The front-end of ARCHS4 is hosted on a web server derived from a tutum/lamp Docker image that is pulled from Docker Hub. It is a web service stack running on a UNIX-based operating system with an Apache HTTP server and a MySQL database. ARCHS4 is an AJAX application implemented with PHP and JavaScript. All visual data representations are implemented in JavaScript. The sample statistics overview of the landing page is implemented using D3.JS45. On the data view page, the sample and gene three-dimensional embedding is visualized using Three.js and WebGL46, which enable the responsive visualization of thousands of data points in 3D. Data-driven queries such as signature similarity searches are performed in an R environment hosted on a dedicated Dockerized Rook web server. On start-up, the Rook server automatically retrieves all necessary data files, including the JT-transformed gene expression table, as well as the transformation matrix, and loads them into memory for fast access from an S3 cloud repository.
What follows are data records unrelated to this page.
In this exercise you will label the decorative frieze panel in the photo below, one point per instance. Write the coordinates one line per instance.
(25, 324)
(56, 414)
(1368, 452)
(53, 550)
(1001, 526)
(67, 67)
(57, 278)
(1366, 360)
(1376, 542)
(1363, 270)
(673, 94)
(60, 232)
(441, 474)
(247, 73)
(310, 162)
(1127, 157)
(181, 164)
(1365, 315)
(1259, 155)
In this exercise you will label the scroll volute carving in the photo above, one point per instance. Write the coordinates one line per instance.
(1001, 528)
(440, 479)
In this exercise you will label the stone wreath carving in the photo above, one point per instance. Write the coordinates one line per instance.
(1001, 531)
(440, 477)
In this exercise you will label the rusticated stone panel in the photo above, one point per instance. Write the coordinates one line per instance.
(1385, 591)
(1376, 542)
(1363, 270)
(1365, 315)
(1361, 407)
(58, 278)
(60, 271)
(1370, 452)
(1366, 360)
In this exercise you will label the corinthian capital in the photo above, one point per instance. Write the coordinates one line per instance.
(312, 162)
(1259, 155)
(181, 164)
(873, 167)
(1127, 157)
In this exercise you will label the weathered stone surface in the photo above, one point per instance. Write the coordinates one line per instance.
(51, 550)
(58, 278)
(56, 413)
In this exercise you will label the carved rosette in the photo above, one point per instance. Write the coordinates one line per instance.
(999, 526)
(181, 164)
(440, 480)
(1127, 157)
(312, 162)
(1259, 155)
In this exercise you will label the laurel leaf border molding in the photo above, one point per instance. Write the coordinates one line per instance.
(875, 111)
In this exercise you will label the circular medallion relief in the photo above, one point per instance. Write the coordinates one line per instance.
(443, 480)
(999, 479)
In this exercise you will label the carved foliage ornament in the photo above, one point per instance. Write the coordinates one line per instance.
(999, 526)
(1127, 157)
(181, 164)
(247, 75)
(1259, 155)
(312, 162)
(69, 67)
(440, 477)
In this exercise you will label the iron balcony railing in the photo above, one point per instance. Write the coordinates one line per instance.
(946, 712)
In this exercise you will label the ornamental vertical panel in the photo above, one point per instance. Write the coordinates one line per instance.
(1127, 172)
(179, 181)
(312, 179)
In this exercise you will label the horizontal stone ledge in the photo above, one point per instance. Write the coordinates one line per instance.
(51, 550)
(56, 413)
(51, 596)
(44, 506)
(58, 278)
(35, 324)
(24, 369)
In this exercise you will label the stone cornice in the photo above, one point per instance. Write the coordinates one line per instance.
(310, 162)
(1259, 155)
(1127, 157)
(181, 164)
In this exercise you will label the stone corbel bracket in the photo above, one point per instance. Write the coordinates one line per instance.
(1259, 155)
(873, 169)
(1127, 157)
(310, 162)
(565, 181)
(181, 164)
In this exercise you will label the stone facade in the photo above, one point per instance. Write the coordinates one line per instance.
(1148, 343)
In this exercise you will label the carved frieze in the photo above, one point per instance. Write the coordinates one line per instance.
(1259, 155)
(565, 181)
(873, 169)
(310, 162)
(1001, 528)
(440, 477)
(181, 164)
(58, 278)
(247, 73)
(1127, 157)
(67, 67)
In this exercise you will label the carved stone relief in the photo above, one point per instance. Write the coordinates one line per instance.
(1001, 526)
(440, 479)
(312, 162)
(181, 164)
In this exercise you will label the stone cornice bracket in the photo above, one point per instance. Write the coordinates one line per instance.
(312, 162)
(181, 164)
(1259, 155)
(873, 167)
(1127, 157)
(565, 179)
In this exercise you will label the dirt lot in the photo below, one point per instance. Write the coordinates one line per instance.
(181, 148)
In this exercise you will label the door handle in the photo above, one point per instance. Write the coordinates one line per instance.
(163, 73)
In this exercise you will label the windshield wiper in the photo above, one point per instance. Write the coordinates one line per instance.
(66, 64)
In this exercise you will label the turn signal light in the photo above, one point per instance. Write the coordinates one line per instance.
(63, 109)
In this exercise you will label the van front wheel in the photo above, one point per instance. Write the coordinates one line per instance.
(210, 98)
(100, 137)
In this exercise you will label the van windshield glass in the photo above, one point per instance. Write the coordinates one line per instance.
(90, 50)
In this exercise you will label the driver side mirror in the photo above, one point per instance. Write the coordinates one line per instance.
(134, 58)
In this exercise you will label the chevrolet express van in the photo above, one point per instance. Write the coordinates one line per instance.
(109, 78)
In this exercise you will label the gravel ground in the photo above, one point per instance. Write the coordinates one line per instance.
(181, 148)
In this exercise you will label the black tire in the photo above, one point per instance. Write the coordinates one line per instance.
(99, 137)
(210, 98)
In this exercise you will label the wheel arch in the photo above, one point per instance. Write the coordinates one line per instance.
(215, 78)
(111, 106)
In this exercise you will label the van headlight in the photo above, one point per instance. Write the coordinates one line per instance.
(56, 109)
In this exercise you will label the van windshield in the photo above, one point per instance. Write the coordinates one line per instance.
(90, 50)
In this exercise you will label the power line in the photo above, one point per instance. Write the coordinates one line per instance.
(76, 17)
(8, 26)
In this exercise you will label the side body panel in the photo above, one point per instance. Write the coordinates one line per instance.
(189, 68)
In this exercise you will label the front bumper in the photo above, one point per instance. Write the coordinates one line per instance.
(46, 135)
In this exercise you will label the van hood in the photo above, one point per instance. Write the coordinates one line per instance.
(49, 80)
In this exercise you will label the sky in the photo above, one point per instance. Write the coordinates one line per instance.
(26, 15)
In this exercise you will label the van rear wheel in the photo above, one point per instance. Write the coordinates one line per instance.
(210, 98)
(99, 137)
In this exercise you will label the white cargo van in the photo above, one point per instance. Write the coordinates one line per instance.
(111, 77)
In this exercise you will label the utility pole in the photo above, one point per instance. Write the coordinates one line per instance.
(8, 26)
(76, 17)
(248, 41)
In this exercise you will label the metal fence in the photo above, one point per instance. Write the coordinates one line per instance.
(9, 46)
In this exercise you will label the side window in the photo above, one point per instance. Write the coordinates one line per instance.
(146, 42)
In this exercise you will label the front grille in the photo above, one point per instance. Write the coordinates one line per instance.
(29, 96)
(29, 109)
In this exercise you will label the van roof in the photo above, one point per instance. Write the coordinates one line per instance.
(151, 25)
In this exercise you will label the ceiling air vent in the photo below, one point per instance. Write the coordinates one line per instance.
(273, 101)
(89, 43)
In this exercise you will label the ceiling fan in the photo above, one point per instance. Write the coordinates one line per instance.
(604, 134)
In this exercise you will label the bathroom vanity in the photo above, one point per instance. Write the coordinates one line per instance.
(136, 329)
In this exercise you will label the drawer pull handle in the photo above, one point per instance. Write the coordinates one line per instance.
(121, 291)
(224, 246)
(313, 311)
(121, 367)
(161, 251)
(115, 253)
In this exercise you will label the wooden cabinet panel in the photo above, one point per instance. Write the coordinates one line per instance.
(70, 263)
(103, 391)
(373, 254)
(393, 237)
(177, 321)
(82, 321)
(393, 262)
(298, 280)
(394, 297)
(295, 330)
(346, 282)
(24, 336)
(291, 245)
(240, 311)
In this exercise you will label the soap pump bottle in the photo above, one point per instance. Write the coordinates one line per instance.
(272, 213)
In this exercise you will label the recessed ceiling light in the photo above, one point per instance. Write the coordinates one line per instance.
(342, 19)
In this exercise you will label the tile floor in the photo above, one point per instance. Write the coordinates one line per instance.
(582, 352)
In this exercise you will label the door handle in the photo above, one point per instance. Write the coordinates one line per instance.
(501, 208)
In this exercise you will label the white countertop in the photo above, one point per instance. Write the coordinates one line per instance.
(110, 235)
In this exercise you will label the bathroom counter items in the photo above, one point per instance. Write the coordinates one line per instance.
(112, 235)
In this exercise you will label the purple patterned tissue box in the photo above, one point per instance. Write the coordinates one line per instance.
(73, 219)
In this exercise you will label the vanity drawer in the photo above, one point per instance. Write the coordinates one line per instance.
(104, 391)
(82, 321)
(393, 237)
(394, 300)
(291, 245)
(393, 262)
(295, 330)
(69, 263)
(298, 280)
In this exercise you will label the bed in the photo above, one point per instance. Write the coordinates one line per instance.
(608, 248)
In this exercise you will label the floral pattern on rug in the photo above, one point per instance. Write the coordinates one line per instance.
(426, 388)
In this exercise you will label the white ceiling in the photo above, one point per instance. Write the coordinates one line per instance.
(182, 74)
All Docker containers can be load-balanced and run on a Mesosphere computer cluster with redundant hardware. The load balancing and port mapping is controlled through a HAProxy service. The MySQL database is hosted as an RDS Amazon web service.

### Prediction of biological function and protein interactions

Gene–gene co-expression correlations across all human genes can be utilized to predict gene function and PPI by exploiting the fact that genes that co-express have the tendency to also share function and physically interact. First, expression matrices from ARCHS4 mouse, ARCHS4 human, GTEx14, and CCLE47 were organized into genes as the rows and samples as the columns. For the ARCHS4 data matrices, 10,000 samples were randomly selected to construct gene expression correlation matrices for mouse and human separately. For GTEx and CCLE, all available samples (9662 and 1037, respectively) were used to build the co-expression correlation matrix for all human genes. For ARCHS4 data, functional prediction accuracy increases with the number of samples included, while gains become marginal with more than 10,000 samples. Interestingly, even with a subset of 100 randomly selected samples, functional prediction accuracy is high. The quantile normalization function from the Bioconductor package preprocessCore48 was used to normalize gene counts across samples. From the extracted expression matrices, all pairwise gene correlations were calculated. For each gene set $$g_j \in {\rm GS}$$ and each gene g i the mean correlation of the genes in the gene set to g i was calculated. Self-correlations when $$g_i \in {\rm gs}_j$$ were excluded. Hence, the resulting gene set membership prediction matrix $${\rm GM} \in M \times N$$ for M genes and N gene sets is generated by the following procedure:

$${\rm GM}_{ij} = {\mathrm{mean}}\left( {{\mathrm{cor}}\left( {g_i,g_j} \right)} \right).$$

GM i is then sorted from high to low based on correlation level. For each row i within GM, a vector $$\vec s = [s_{1{\rm GS}1},s_{2{\rm GS}2}, \ldots ,s_{n{\rm GS}n}]$$ is then constructed where $$s_{n{\rm GS}n} \in \{ 0,1\}$$ and $$s_{j{\rm GS}j}$$ is 1 if gene g i is already known to be in the gene set GS. This vector is sorted and used to compute the AUC from the cumulative sum of $$\vec s_i$$ using trapezoidal integration. To predict PPI, the three PPI networks, hu.MAP32, BioGRID33, and BioPLEX34, are first converted to a gene set library as described by Ma’ayan et al.49. Then, to predict PPIs, the same procedure as described for functional predictions was applied.

### Data availability

The ARCHS4 website is accessible at https://amp.pharm.mssm.edu/archs4. On the site all processed data is available at the Download tab. Source code for the project is provided at https://github.com/MaayanLab/archs4. Source code is available under the Apache Licence 2.0. Provided gene expression files are made available under the Creative Commons Attribution 4.0 International License (Creative Commons License). All data is free to use for non-commercial purposes.